Wife texts back 5 minutes later: "Computer gone flat now."
These are compliments Bill L
British humor as it used to be: absolutely politically incorrect.
It has been announced that the police are going to be allowed to use water cannons on rioters. They are putting some Tide washing powder in to stop the coloreds from running.
Two Muslims have crashed a speedboat into the Thames barrier in London. Police think it might be the start of Ram-a-dam.
Riots in Birmingham last month caused over £1 million worth of improvements.
Muslims have gone on the rampage in Manchester, killing anyone who's English. Police fear the death toll could be as high as 8 or 9.
Years ago it was suggested that, "An apple a day keeps the doctor away." But, since all the doctors are now Muslim, I've found that a bacon sandwich works great!
Police in London have found a bomb outside a mosque...
They've told the public not to panic as they've managed to push it inside.
During last night's high winds a Muslim family were killed by a falling tree.
A spokesman for the Birmingham City council said,
"We didn't even know they were living up there."
Jamaican minorities in the UK have complained that there are not enough television shows with minorities in mind, so Crimewatch is being shown 5 times a week now.
I was reading in the paper today about this dwarf that got pick pocketed.
How could anyone stoop so low.
I was walking down the road when I saw an Afghan bloke standing on a fifth floor balcony, shaking a carpet.
I shouted up to him, "What's up Abdul, won't it start?"
An Emergency Call Centre worker has been fired in Toronto much to the dismay of her colleagues, who were unhappy with her dismissal. It seems that a caller dialed 911 from a cell phone stating, "I am depressed and lying on a railway line so that when the train comes I can finally meet Allah." To which the call centre employee replied, "Remain calm and stay on the line."
A Scottish love story.
A young Scottish lad and lass were sitting on a low stone wall, holding hands, gazing out over the loch.
For several minutes they sat silently.
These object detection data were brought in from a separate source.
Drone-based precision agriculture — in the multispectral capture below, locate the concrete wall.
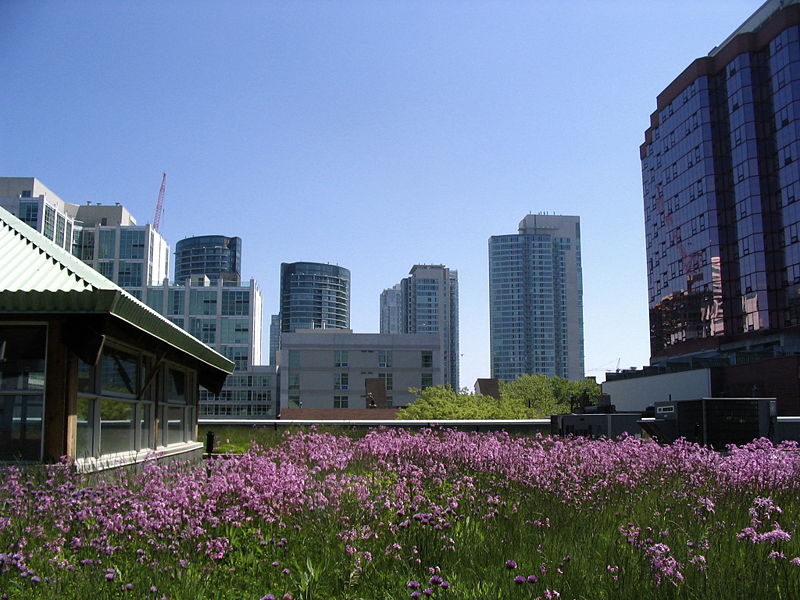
[602,369,714,411]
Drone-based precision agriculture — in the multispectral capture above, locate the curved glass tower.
[175,235,242,285]
[280,262,350,332]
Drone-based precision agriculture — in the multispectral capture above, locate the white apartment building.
[277,329,445,408]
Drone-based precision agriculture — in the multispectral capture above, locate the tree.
[397,385,503,419]
[397,375,600,419]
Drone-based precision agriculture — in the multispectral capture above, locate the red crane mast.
[153,173,167,231]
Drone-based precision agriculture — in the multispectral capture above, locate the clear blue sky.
[0,0,761,387]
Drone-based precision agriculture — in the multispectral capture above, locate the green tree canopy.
[397,375,600,419]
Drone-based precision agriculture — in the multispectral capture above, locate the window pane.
[166,406,186,444]
[75,398,94,458]
[100,399,134,454]
[0,395,43,460]
[167,369,186,404]
[101,348,137,395]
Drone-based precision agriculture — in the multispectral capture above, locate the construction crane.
[153,173,167,231]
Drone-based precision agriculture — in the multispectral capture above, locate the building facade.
[0,177,75,251]
[175,235,242,285]
[380,283,403,333]
[640,0,800,364]
[278,329,444,409]
[0,208,233,471]
[72,203,170,300]
[380,265,460,391]
[489,214,584,381]
[146,275,270,418]
[280,262,350,333]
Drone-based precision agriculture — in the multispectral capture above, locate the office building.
[0,177,169,299]
[0,177,75,252]
[70,203,169,300]
[489,214,584,381]
[0,208,233,472]
[175,235,242,285]
[280,262,350,333]
[278,329,444,409]
[380,265,460,391]
[269,314,281,365]
[380,283,403,333]
[640,0,800,365]
[141,276,278,418]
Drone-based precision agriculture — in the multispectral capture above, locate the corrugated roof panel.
[0,208,234,380]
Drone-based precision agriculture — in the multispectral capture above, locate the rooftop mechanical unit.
[638,398,778,450]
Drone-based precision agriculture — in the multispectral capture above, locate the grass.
[0,429,800,600]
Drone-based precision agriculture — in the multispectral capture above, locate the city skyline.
[0,2,760,386]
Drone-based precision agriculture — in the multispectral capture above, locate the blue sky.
[0,0,761,387]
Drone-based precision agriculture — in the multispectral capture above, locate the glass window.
[117,261,144,287]
[119,227,144,260]
[100,348,138,396]
[333,373,350,390]
[0,325,47,460]
[165,406,187,445]
[75,397,94,458]
[97,260,114,280]
[289,373,300,390]
[169,290,185,315]
[420,373,433,390]
[189,290,217,315]
[378,373,394,391]
[189,318,212,344]
[222,290,250,315]
[100,398,136,454]
[42,204,56,240]
[422,350,433,369]
[97,229,117,258]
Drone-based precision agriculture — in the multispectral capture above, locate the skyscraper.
[280,262,350,333]
[175,235,242,285]
[640,0,800,364]
[489,214,584,381]
[381,265,460,390]
[380,283,404,333]
[0,177,75,251]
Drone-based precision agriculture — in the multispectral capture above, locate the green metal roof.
[0,207,234,373]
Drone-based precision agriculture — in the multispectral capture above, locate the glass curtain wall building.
[0,177,77,251]
[640,0,800,364]
[489,214,584,381]
[280,262,350,333]
[380,265,460,390]
[175,235,242,285]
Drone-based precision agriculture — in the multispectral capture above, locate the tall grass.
[0,429,800,600]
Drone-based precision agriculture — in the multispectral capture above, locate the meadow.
[0,429,800,600]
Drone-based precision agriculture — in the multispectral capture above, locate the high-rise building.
[640,0,800,365]
[175,235,242,285]
[277,329,444,409]
[269,314,281,365]
[280,262,350,333]
[380,283,403,333]
[380,265,460,390]
[489,214,584,381]
[68,203,169,300]
[0,177,169,299]
[0,177,75,252]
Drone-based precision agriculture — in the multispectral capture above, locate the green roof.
[0,207,234,376]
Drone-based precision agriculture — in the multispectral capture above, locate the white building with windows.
[277,329,444,408]
[0,177,75,252]
[380,265,460,390]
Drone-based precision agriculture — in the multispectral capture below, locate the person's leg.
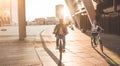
[62,36,66,49]
[56,37,59,49]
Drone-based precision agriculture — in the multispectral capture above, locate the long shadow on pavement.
[93,48,120,66]
[40,30,65,66]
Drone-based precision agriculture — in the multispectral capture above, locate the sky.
[26,0,68,20]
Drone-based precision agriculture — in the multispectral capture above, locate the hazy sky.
[26,0,64,20]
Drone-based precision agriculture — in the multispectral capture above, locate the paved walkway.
[0,25,120,66]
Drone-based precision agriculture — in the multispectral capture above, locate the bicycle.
[91,30,103,52]
[59,39,65,66]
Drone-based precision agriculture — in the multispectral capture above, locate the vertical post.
[81,0,96,24]
[18,0,26,40]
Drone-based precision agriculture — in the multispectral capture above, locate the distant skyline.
[26,0,65,20]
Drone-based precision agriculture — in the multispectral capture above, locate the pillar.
[18,0,26,40]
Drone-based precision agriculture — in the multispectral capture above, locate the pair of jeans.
[56,35,66,49]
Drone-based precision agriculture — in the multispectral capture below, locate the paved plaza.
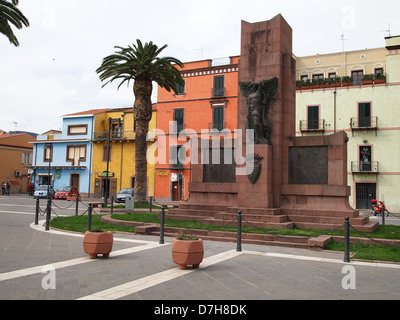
[0,196,400,312]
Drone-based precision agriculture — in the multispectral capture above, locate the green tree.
[96,40,184,201]
[0,0,29,47]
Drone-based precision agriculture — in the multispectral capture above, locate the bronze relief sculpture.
[239,77,278,145]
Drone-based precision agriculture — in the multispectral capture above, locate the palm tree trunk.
[133,79,153,201]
Then finally the girl looked at the boy and said, "A penny for your thoughts, Angus."
"Well, uh, I was thinkin'. Perhaps it's aboot time for a wee kiss."
The girl blushed, then leaned over and kissed him lightly on the cheek.
Then he blushed. The two turned once again to gaze out over the loch.
Minutes passed and the girl spoke again. "Another penny for your thoughts, Angus?"
"Well, uh, I was thinkin' perhaps it's noo aboot time for a we cuddle."
The girl blushed, then leaned over and cuddled him for a few seconds.
Then he blushed, and the two turned once again to gaze out over the loch.
After a while, she again said, "Another penny for your thoughts, Angus."
"Well, uh, I was thinkin' perhaps it's aboot time you let me put my hand on your leg."
The girl blushed, then took his hand and put it on her knee. Then he blushed.
Then the two turned once again to gaze out over the loch before the girl spoke again. "Another penny for your thoughts, Angus."
The young man glanced down with a furrowed brow. "Well, noo," he said, "my thoughts are a wee bit more serious this time."
"Really?" said the lass in a whisper, filled with anticipation.
"Aye," said the lad, nodding.
The girl looked away in shyness, began to blush, and bit her lip in anticipation of the ultimate request.
Then he said, "Dae ye no' think it's aboot time ye paid me the first three pennies?"